Breast cancer is the second leading cause of death of women in America. It impacts one in eight of us in our lifetime. According to the National Breast Cancer Organization, 252,710 women in the United States will be diagnosed with breast cancer. At least 40,500 will die. Breast cancer is rare in men, but an estimated 2,470 men will be diagnosed with breast cancer and approximately 460 will die annually.
When I was 21 years old at a college track meet, I had a pain in my right breast. Later I felt a lump. It felt bigger two weeks later. I wanted to put it off, but my mom convinced me to make an appointment right away. Fast forward three weeks: My family practice doctor got me into ultrasound and into a specialist breast cancer surgeon, and I was having a lumpectomy in May 2000. It ended as a benign tumor the size of golf ball with "pre-cancerous" cells.
I asked my surgeon, "Does this mean I will have breast cancer one day?" He said no and there was no guarantee or way to know.
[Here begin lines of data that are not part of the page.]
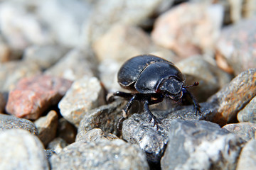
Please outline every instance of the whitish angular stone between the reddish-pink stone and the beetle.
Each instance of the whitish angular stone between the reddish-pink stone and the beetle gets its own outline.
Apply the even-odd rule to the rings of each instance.
[[[96,77],[84,77],[74,81],[58,103],[58,108],[66,120],[78,127],[88,111],[104,103],[104,89],[100,81]]]

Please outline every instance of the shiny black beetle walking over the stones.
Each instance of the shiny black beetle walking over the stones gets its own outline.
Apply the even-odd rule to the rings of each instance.
[[[151,116],[150,121],[153,120],[154,125],[158,128],[157,123],[160,123],[160,121],[151,113],[149,105],[159,103],[165,97],[181,102],[184,94],[192,99],[196,114],[201,113],[198,101],[187,90],[190,86],[183,86],[185,80],[181,71],[172,62],[161,57],[154,55],[132,57],[119,69],[117,79],[122,88],[132,92],[117,91],[112,94],[113,96],[129,98],[127,106],[122,110],[123,118],[119,120],[119,123],[127,118],[127,112],[136,100],[144,103],[144,110]],[[198,82],[195,82],[191,86],[197,86],[198,84]]]

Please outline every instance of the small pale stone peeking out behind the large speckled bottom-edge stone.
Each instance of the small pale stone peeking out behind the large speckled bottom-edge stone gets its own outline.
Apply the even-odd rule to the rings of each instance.
[[[105,140],[117,140],[119,139],[116,135],[111,133],[104,132],[100,128],[95,128],[89,130],[87,133],[83,134],[81,131],[78,133],[75,141],[84,141],[84,142],[102,142]]]

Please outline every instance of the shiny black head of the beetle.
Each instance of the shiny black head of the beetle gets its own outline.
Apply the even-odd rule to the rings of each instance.
[[[182,82],[174,78],[167,79],[160,87],[161,91],[168,91],[170,94],[178,94],[182,88]]]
I was frightened. I had a 3-year old son, hadn't graduated from college yet and my morbidity flashed before me.
The haunting of the potential of breast cancer has been with me for the past 17 years, with no lumps since that time.
Two years ago, I had cleared my schedule to take in the activities of my son's senior year of high school. Then we got a call. My mother-in-law, who lives less than a mile from us, had an early stage of breast cancer. She would need treatment, five days a week and 100 miles away.
My clear schedule allowed me to drive her most mornings to Bismarck. In mid-December, we walked into the Ellendale gym for the first game of my son's last basketball season, just hours after my mother-in-law's final treatment. She has remained cancer free since that day.
Every October when there is pink everywhere to bring awareness and research dollars to breast cancer, I think of women like my mother-in-law who commit to having annual mammograms, no matter where they are located or their socioeconomic status.
Yes we wear pink and buy pink for the breast cancer awareness and research dollars it brings. Support those causes. But please do not only buy pink or share pink items for breast cancer awareness.
Schedule your mammogram. Go to your mammogram. Ask the women in your life to schedule their mammograms.
The pink of last October reminded me to schedule my first mammogram. I did it earlier than the recommended age of 40 because a dear friend of mine went to her first mammogram at age 40 and was diagnosed with breast cancer.
I didn't have to drive 100 miles for a mammogram. The "mammogram truck" came right to my rural clinic, and the technician, I felt, had a special calling to drive the truck to rural clinics all over North Dakota and serve the needs of rural women.
My mammogram was clear. Nothing. I will do it again and again, annually after the age of 40 and pray always for the clear result. But if the result ever comes back different, I will know I have done every preventive measure I can to receive an early diagnosis.
Before you buy a pink item this month or donate to a breast cancer awareness fundraiser, schedule your mammogram. Ask the women in your life if they've scheduled theirs. Let pink be your reminder.